Phenomenology: Cheltenham Elegies


To introduce the inquiry into phenomenology and phenomenological interest in the Cheltenham Elegies, I would like to include, in its totality, Apparition Poem #414, which is placed early in the 2012 Blazevox print book Cheltenham:

And out of this nexus, O sacred
scribe, came absolutely no one.
I don’t know what you expected
to find here. This warm, safe,
comforting suburb has a smother
button by which souls are unraveled.
Who would know better than you?
Even if you’re only in the back of
your mind asphyxiating. He looked
out the window— cars dashed by
on Limekiln Pike. What is it, he said,
are you dead or do you think you’re Shakespeare?

The chiasmus and comparison with Keats’ Odes: the preponderant weight, in the Elegies, of humanism over formalism and drama over prosody establishes that the Elegiac Protagonist consolidate an identity over and against the identity of the Odal Protagonist. The “I” here is social, and brings his phenomenological biases and concerns into a social context. In 414, the Elegiac Protagonist is confronted with an Antagonist who sets into motion his own phenomenological interest or gambit. As per this phenomenological movement— the Antagonist in 414 maintains the conceit that he has made cognitive boundaries dissolve and has entered, and is speaking from within, the Elegiac Protagonist’s mind (“Who would know better than you?/ Even if you’re only in the back of/ your mind asphyxiating”). His conceits are thus multiple— first, that such a cognitive break-in is possible— that, by a phenomenological movement, one human mind can break into and inhabit another with authority— second, that the Antagonist has successfully jumped into and inhabited the mind of the Elegiac Protagonist— third, that he has not only broken into but (Zen) mastered this mind. He is magically in possession not only of his mind, but of someone else’s.

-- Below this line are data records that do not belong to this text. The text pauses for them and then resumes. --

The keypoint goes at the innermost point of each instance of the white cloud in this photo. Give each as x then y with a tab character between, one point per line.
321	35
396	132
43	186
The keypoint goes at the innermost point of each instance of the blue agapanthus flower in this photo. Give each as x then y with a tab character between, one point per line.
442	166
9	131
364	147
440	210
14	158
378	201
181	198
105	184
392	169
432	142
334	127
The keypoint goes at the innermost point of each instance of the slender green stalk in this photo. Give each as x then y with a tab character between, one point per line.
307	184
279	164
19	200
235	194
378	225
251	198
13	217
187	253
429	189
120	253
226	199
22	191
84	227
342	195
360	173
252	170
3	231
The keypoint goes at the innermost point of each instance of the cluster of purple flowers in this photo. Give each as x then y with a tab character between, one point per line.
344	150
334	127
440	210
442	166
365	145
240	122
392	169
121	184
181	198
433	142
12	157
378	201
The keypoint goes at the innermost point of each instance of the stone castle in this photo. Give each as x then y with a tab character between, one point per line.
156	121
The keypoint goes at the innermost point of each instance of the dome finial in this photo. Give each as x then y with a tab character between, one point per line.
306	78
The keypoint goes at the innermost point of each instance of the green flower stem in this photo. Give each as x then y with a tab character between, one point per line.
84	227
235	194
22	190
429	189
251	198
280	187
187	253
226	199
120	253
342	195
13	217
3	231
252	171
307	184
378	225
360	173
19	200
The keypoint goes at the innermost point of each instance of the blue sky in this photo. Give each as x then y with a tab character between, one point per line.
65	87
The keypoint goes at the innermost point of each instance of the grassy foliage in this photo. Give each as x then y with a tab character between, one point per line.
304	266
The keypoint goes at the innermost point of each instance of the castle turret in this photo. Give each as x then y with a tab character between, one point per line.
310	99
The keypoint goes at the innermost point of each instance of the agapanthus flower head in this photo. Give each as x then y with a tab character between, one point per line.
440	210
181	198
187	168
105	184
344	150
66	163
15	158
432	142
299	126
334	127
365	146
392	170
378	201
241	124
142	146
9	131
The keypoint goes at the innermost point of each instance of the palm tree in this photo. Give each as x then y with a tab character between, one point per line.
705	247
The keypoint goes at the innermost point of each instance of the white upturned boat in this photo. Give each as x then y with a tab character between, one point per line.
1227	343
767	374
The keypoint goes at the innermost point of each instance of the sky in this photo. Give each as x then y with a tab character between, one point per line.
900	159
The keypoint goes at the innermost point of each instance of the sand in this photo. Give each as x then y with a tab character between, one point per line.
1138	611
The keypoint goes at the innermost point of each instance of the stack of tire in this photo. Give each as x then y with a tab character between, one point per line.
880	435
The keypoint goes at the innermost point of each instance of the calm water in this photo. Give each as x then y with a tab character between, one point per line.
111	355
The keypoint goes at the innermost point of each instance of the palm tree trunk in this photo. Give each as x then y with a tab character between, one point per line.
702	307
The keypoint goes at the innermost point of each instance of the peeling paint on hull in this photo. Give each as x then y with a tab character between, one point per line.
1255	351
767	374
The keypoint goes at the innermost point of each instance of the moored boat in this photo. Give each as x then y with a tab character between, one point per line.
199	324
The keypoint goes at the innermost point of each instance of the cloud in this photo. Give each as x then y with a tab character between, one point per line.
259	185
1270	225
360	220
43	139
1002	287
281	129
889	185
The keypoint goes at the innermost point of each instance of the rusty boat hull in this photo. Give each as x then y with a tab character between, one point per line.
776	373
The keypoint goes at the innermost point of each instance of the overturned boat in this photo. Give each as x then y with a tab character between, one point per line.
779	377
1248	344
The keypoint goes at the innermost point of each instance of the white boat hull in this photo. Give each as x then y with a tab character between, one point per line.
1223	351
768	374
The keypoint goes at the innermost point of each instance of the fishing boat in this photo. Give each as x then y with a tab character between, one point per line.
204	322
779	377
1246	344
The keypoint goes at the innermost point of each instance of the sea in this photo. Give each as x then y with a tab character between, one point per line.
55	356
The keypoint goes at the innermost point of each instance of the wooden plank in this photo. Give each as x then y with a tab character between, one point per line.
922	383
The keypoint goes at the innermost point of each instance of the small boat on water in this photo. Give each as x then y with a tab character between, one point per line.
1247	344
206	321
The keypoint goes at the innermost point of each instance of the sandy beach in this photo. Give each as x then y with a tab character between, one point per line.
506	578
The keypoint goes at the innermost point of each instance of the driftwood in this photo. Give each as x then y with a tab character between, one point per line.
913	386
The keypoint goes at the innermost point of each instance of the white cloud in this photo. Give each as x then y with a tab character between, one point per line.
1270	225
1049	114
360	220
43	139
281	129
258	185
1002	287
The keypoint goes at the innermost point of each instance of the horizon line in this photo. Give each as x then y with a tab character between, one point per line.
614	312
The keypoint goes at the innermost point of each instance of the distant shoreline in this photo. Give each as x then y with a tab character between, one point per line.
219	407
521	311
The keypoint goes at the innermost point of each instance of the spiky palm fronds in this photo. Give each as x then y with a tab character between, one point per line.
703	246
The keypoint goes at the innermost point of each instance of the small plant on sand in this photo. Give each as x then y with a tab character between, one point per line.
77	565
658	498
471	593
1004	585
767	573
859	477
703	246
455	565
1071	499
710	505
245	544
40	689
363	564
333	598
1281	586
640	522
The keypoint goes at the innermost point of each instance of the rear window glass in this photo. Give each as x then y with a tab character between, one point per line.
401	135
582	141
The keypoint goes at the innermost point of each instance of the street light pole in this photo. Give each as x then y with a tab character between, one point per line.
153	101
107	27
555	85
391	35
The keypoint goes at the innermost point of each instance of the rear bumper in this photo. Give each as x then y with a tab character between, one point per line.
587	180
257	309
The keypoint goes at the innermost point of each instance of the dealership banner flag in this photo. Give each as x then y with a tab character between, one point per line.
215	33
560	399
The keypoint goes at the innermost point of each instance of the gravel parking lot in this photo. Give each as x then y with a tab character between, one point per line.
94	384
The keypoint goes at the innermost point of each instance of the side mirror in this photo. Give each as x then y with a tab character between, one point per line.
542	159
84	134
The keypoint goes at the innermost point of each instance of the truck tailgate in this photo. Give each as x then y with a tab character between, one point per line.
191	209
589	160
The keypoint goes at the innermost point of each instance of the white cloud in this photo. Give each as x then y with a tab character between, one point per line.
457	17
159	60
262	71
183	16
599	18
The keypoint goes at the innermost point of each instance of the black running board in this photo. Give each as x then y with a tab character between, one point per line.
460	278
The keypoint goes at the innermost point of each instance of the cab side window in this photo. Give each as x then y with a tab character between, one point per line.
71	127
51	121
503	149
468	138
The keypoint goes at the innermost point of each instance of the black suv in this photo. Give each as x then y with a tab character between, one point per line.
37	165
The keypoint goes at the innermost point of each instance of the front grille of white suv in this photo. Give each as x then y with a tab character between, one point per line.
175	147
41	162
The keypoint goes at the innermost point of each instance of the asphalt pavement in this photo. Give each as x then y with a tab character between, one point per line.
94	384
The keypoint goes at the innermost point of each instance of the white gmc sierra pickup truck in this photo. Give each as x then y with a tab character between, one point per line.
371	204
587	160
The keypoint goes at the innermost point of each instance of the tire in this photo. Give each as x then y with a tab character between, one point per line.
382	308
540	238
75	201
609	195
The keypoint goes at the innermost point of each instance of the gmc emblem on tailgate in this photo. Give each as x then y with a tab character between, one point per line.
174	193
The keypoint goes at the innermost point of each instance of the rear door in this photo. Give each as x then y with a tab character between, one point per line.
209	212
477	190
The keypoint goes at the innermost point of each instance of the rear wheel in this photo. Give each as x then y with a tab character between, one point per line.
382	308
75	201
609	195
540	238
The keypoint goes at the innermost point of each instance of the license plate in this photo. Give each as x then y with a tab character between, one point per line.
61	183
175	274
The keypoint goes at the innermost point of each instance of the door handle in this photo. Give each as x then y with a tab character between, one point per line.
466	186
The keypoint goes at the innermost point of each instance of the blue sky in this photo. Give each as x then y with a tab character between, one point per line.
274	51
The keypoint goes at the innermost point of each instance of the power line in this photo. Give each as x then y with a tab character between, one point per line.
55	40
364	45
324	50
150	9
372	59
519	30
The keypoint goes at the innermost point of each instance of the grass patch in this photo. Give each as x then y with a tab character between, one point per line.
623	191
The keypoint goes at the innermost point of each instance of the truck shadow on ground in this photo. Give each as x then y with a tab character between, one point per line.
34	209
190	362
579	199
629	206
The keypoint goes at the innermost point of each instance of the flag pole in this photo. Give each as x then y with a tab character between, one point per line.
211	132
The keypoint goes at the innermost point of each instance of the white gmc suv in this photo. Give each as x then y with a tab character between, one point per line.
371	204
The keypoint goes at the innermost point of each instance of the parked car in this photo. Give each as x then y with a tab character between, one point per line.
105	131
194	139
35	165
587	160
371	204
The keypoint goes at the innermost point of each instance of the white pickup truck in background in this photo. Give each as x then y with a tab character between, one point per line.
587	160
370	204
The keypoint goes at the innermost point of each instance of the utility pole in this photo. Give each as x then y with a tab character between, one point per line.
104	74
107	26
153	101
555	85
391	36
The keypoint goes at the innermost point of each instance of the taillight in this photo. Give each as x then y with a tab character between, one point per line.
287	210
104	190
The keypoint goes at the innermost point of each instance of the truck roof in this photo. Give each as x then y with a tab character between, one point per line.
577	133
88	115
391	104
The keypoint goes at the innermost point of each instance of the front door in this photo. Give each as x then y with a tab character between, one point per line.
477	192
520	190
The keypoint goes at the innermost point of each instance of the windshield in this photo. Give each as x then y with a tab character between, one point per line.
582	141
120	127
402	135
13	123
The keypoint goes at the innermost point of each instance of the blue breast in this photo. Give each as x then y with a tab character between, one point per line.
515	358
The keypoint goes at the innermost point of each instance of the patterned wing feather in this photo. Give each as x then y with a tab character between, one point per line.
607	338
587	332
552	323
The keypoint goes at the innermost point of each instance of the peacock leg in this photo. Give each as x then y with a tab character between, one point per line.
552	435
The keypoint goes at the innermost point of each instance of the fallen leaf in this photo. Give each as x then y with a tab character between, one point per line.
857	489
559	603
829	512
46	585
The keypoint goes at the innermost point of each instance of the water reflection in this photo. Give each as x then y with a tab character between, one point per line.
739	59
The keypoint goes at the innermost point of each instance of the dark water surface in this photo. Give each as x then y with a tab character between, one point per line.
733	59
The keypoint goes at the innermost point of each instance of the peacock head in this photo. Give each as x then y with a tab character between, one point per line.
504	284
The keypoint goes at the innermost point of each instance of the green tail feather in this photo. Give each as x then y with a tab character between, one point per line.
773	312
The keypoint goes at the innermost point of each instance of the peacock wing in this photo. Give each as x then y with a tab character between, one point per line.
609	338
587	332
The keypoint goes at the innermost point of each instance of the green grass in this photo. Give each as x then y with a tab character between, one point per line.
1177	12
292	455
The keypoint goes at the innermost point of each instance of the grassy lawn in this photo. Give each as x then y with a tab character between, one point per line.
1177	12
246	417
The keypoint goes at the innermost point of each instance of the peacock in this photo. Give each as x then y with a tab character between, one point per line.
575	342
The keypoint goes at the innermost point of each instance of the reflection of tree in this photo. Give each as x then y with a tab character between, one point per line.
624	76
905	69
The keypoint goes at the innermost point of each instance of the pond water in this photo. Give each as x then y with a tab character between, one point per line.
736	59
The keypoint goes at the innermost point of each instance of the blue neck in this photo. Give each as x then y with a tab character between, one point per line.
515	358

In 414, tensions and ambiguities around this phenomenological confrontation are left open and unresolved— to what extent the Antagonist has (Zen) mastered the Protagonist’s mind is not addressed. The truth, were it aired, might be quantifiable— as in, his mind is 50% mastered, or 60 or 70— but we are left to surmise these calculations for ourselves. It is also important to remember that this attempted cognitive break-in works as a metaphor for Cheltenham itself, both as an external, physical reality and as, on a phenomenological level, a mindscape for the Protagonist. The phenomenological reality of Cheltenham, for individuals, is that it is a dystopia of hostile aggression and violence, but also (conversely) of the mind’s enchantment with darkness, deterioration, and decay. The included concrete detail, of cars dashing by on Limekiln Pike, fulfills a specific function in the Elegy— it breaks the phenomenological tension (whether the Antagonist speaks from within the Protagonist’s mind or not), and enumerates how an enclosed circuit (mind to mind) has been broken by an impersonal, outside the mind reality (cars, Limekiln Pike), demonstrating as well the obdurate hardness of outside the mind realities (the drabness of cars and of Limekiln Pike), and that the Antagonist now (rightly or wrongly) feels himself moved back into his own mind. Important with Keats: his outside the mind realities are almost always beautiful, conventionally enchanting ones (forests, mountains, birds, trees, etc). Outside the mind realities in the Cheltenham Elegies tend to be cold, hard, eerie, or even repulsive ones; but redeemed by superior truthfulness as regards humanity and the human condition. Back to 414: once the attempted cognitive break-in ends, and the phenomenological tension (mind against mind) disperses, a sense of discretion is restored to the vignette. That the final interrogative iteration more or less concedes non-mastery is significant— and once again, because the answer to the question is left unspoken, the ambiguities and tensions of phenomenological combat (who is more inside the other’s head) are left intact, alongside other levels inhering in the poem, such as its clustered approach to melopoeia.